Ein Ding, sagt der Duden, ist ein nicht näher bezeichneter Gegenstand oder eine nicht näher bezeichnete Sache. Die Philosophie geht da ein wenig weiter, wenn sie ein Ding als etwas definiert, das in einer – wie auch immer – wahrnehmbaren Form existiert und dank dieser Existenz Gegenstand von Erkenntnis sein kann. Wie auch die Dinge, die Hans Schneider gesammelt hat. Das sind Gegenstände, die durchaus näher bezeichnet werden (und zwar von uns) und durch ihre Existenz auch zu Kenntnis und Er-Kenntnis beitragen können. Gleichzeitig sind sie Zeitzeugen: Träger von Geschichte, weil sie alle einmal einem Menschen gehört haben, der mit ihnen umgegangen ist. Sie tragen die Spuren dieser Nutzung und erzählen davon. 

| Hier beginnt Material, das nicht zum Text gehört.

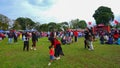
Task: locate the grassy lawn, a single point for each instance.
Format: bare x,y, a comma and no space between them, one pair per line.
104,56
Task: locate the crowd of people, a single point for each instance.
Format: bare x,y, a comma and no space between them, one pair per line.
65,37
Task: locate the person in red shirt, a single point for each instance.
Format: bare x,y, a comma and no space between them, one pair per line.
51,52
75,35
58,48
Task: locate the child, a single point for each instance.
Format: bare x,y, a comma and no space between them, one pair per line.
102,39
51,52
26,42
90,42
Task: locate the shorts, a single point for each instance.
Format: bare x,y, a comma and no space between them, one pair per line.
51,57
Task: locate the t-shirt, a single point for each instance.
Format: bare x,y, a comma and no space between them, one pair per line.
51,52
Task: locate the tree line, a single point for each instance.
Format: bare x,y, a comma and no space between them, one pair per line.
103,15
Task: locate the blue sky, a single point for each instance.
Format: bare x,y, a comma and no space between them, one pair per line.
45,11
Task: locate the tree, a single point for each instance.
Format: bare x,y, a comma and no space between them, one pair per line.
82,24
44,27
103,15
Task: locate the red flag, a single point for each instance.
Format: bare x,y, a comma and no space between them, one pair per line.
89,23
116,22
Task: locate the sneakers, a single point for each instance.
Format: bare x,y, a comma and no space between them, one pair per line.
31,48
34,48
49,64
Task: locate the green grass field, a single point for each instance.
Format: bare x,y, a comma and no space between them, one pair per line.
104,56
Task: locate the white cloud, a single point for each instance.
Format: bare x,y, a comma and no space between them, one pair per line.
59,10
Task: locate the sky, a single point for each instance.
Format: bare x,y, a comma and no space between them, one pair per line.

Viele tausend solcher „Erinnerungen in materialisierter Form“ hat Hans Schneider zusammengetragen. Sie wurden ihm von den Besitzern oder deren Erben vertrauensvoll übergeben, damit er sie in Ehren halten und ihre Geschichte bewahren würde. Und natürlich auch, damit er sie all jenen zugänglich macht, die daran Interesse zeigen.

Stellt sich die Frage: Wie schafft man einen gelungenen Zugang zu materialisierter Geschichte? In Museen stellt man die Objekte auf Sockeln aus oder sperrt sie in Vitrinen. Doch auf diese Weise könnten wir nur einen verschwindend kleinen Teil der Sammlung zeigen und ihrer Fülle und Vielfalt bei Weitem nicht gerecht werden. 

Wir besannen uns … auf die Geschichte, wie es beim Neuen Geschichtsboden naheliegend ist. Und erinnerten uns, dass Heimatforscher Hans Schneider im ersten und ursprünglichen Geschichtsboden dem Platzmangel ein Schnäppchen schlug, indem er viele Dinge einfach mit Kälberstricken ins Gebälk des Dachbodens hängte. Pfiffig und elegant zugleich!

Und so entschieden wir uns, im Neuen Geschichtsboden dem ursprünglichen Geschichtsboden eine Reverenz zu erweisen, indem wir für seine Gestalt eine neue, zeitgenössische Form fanden: Wir könnten viele der gesammelten Objekte auch im Neuen Geschichtsboden in die Höhe hängen, doch nicht einzeln, sondern zu einer Art von ‚Cloud‘  – in analoger Form verbunden! Wenn es der IT gelingt, mit der Cloud einen allgemein zugänglichen Wissensspeicher zu schaffen, können auch wir auf diese Weise ein visualisiertes Gedächtnis abbilden. Nur schöner – aber das versteht sich von selbst.

Diese Cloud stellten wir uns in ihrer Struktur unregelmäßig und ausufernd vor – wie unser Gedächtnis, in dem die Erinnerungen ja auch nicht fein säuberlich in Schubladen geräumt aufbewahrt werden. Und amorph sollte sie sein, keiner Form gehorchend und keiner Gestalt verpflichtet. Wir erinnerten uns wieder, diesmal an den Physik- und Chemieunterricht: Unter amorphem Material versteht man einen Stoff, bei dem die Atome keine geordneten Strukturen, sondern ein unregelmäßiges Muster ausbilden. Dieses Bild fanden wir wie geschaffen für die unendlichen Weiten unserer Sammlung! 

Und so wird der Neue Geschichtsboden überwölbt von einer Cloud, die aus einem Geflecht besteht, in das viele hundert Stücke aus der Sammlung des Geschichtsboden eingewoben sind. Mit dieser Cloud wiederum haben wir die analoge mit der digitalen Welt verwoben, damit sie der Betrachter Objekt um Objekt für sich erschließen kann: Er streift mit einem Tablet über die Dinge und erhält – zufällig oder gezielt – Information dazu in Form von Text, Film oder Soundfile. Ebenfalls pfiffig und elegant, wie wir finden.